Monday, 6 November 2017
Review The Red Lion
The Red Lion
by Patrick Marber
When Saturday Comes
http://www.atgtickets.com/shows/the-red-lion/trafalgar-studios/
TLT's family once dabbled in the beautiful game, before the advent of big money footie, when a teenage schoolboy relative and friends once blithely decided to form a junior league football team.
This momentous moment in soccer's history didn't take place in a pub and, as far as TLT knows, noone involved was a freemason.
However, little did these newcomers know the already fraught atmosphere they were entering: football scouts circling, a notorious opposing team manager taking a swing at the naive father who had taken on the role of manager. After all, who did they think they were?
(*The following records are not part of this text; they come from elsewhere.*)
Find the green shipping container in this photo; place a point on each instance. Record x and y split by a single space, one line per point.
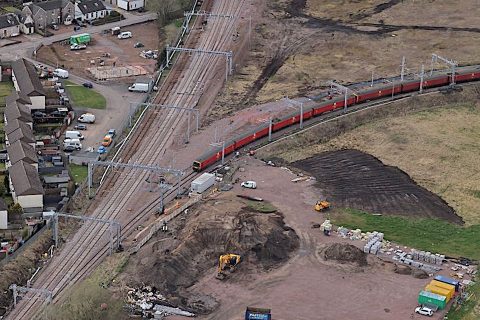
82 38
432 298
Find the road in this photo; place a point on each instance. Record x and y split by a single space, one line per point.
26 48
123 196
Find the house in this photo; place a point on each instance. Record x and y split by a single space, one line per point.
50 12
27 25
17 130
3 215
130 4
26 187
9 25
21 151
25 80
88 10
16 110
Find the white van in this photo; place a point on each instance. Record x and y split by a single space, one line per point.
60 73
125 35
73 143
87 118
73 135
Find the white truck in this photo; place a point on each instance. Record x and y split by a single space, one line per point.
87 118
74 135
202 183
60 73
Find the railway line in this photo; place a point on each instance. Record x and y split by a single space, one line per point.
125 189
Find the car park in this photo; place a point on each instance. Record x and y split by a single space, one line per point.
424 311
80 126
249 184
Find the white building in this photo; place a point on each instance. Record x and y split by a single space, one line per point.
129 5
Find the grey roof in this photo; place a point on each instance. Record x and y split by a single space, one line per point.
88 6
27 78
16 110
8 20
20 150
23 132
25 179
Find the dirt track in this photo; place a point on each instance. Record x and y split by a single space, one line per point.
353 179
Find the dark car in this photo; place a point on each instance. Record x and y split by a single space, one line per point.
80 126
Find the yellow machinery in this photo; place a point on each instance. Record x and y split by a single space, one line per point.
322 205
227 261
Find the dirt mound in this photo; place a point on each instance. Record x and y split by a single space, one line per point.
354 179
197 240
345 253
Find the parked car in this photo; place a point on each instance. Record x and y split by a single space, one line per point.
80 126
107 140
424 311
249 184
77 46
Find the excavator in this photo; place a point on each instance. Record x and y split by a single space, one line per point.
227 261
322 205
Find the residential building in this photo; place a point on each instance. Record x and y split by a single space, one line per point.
21 151
17 130
25 80
3 215
130 4
88 10
16 110
26 187
9 25
50 12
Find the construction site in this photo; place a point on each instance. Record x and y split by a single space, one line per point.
335 154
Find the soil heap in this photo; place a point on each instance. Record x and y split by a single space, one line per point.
178 260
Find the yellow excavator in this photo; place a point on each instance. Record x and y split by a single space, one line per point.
227 261
322 205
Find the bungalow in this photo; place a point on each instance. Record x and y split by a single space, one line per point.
16 110
26 187
21 151
25 80
9 25
88 10
50 12
131 4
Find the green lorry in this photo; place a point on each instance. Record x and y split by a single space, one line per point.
82 38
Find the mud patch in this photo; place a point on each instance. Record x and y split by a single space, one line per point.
344 253
353 179
191 250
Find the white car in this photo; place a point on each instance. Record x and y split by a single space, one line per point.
249 184
424 311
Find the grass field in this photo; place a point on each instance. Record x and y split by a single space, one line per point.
424 234
84 97
78 173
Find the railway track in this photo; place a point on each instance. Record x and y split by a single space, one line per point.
124 189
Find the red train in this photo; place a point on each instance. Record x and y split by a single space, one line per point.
242 140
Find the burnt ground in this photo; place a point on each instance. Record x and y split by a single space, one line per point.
196 240
356 180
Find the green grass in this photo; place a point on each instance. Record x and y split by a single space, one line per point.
432 235
78 173
82 97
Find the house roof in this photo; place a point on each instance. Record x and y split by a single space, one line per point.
27 78
16 110
25 179
8 20
23 132
21 151
88 6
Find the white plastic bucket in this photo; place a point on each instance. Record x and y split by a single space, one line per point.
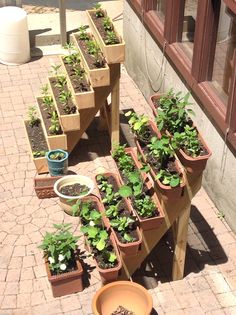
14 36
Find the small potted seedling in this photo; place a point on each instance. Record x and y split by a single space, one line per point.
57 162
62 262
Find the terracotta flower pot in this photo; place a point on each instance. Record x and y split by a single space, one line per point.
127 249
66 283
110 274
130 295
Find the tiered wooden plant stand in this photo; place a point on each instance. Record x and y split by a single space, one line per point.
176 217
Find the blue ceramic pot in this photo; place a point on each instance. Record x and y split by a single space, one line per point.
57 167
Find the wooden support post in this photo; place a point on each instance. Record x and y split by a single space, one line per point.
180 238
63 34
115 114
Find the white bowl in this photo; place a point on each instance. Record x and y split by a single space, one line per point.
70 180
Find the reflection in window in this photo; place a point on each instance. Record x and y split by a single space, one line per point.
188 27
225 46
161 9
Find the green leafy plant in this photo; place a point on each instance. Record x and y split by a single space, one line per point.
188 141
111 38
83 34
107 24
173 112
139 125
55 127
99 13
59 248
33 116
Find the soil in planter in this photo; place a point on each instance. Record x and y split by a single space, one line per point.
98 21
91 61
79 85
36 138
70 105
122 311
46 118
74 190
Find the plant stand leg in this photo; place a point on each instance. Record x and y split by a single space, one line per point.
115 114
180 238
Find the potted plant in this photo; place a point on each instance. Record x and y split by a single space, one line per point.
99 242
92 57
37 141
111 299
157 152
141 193
120 216
77 79
66 108
57 162
51 125
191 149
61 259
111 43
70 188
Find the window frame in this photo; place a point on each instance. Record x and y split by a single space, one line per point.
197 73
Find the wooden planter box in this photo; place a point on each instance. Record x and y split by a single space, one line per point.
113 53
44 187
66 283
41 162
98 76
83 99
54 141
69 122
127 249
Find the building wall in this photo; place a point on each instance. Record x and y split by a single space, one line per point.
145 64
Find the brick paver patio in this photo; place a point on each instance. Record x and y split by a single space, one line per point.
209 284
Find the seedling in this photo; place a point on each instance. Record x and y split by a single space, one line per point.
33 116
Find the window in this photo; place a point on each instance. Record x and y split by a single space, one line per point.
225 47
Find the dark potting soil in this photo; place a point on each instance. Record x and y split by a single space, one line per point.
36 138
98 21
102 259
79 85
91 61
122 311
46 117
56 91
74 190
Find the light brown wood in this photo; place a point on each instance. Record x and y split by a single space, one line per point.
98 77
151 238
41 162
87 115
180 239
68 122
113 53
83 99
53 141
115 114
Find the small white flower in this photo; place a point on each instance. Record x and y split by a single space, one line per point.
63 266
61 257
51 260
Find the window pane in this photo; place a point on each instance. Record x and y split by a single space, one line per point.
187 36
161 9
225 46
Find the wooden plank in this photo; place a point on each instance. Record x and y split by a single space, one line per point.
181 231
115 114
172 212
Schoolboy amateurs?!!
This revival of Patrick Marber's 2015 The Red Lion sets the dressing room drama three-hander in the North East where a struggling semi professional team is looking for a saviour.
The manager Kidd (Stephen Tompkinson), harassed by money worries after a failed marriage and without a roof over his head, desperately needs success whether on the field or in financial wheelings and dealings beyond the white lines.
In the dressing room, old guard kit man Yates (John Bowler) is not in such a rush, ironing carefully and methodically shirts for the next game, placing them on hangers lined up on the players' hooks, ready for the next game.
In their own ways, they are both waiting for a player who will save the club and bring at least a sprinkling of past glories - if they ever existed.
The Red Lion tries to encapsulate three generations of footballing and British social change seen through the prism of the dressing room.
It harks back to organized football's amateur origins with its Victorian founding fathers through local councils and small-town business involvement when footballers were paid a meagre wage and had no pension to the current global professional marketplace.
TLT remembers thinking during the previous incarnation of the play in 2015 that there was very much a conflation of football and the parliamentary expenses scandal in the play.
Certainly this is a drama which quietly positions itself as a state-of-the-nation, as well as a state-of-the-game play.
Yet Marber never quite finds the right balance between the male sentimentality about the game, delusions of influence with the sport increasingly a by-product of financial transactions and a genuine, potent spiritual love for the game.
This production, originating in at Newcastle Upon Tyne's Live Theatre, doesn't manage quite to overcome what still feels like rather a schematic piece with the themes announced as patently as a linesman's flag going up.
Nevertheless Dean Bone brinngs the right mix of confusion, over optimistic naivety yet guile to the role of rising star Jordan.
Stephen Tompkinson's performance feels slightly over-egged, although TLT can perfectly believe such characters with sneering personality swings do exist.
However in the intimate surroundings of the smaller Trafalgar Studios space, director Max Roberts could have pulled him back a little to allow the later moments of hurt to emerge more fully.
Yates who has gone through the whole gamut as fan, player, manager and what seems at first to be a sinecure as kit man, is probably the best written of the three roles.
John Bowler's grizzled features and deliberate movements, carrying out traditionally female tasks elevated in male eyes by association with the beautiful game, make for a compelling performance.
There's also a nicely-observed grubby white brick set from Patrick Connellan and terrific sound design from Dave Flynn, providing atmosphere and pace between scenes.
It's a flawed play which has its moments and still, of course, has a relevance and resonance as further British scandals emerge.
TLT does wonder whether an expanded version might work on TV but in the meantime it's an amber/green light.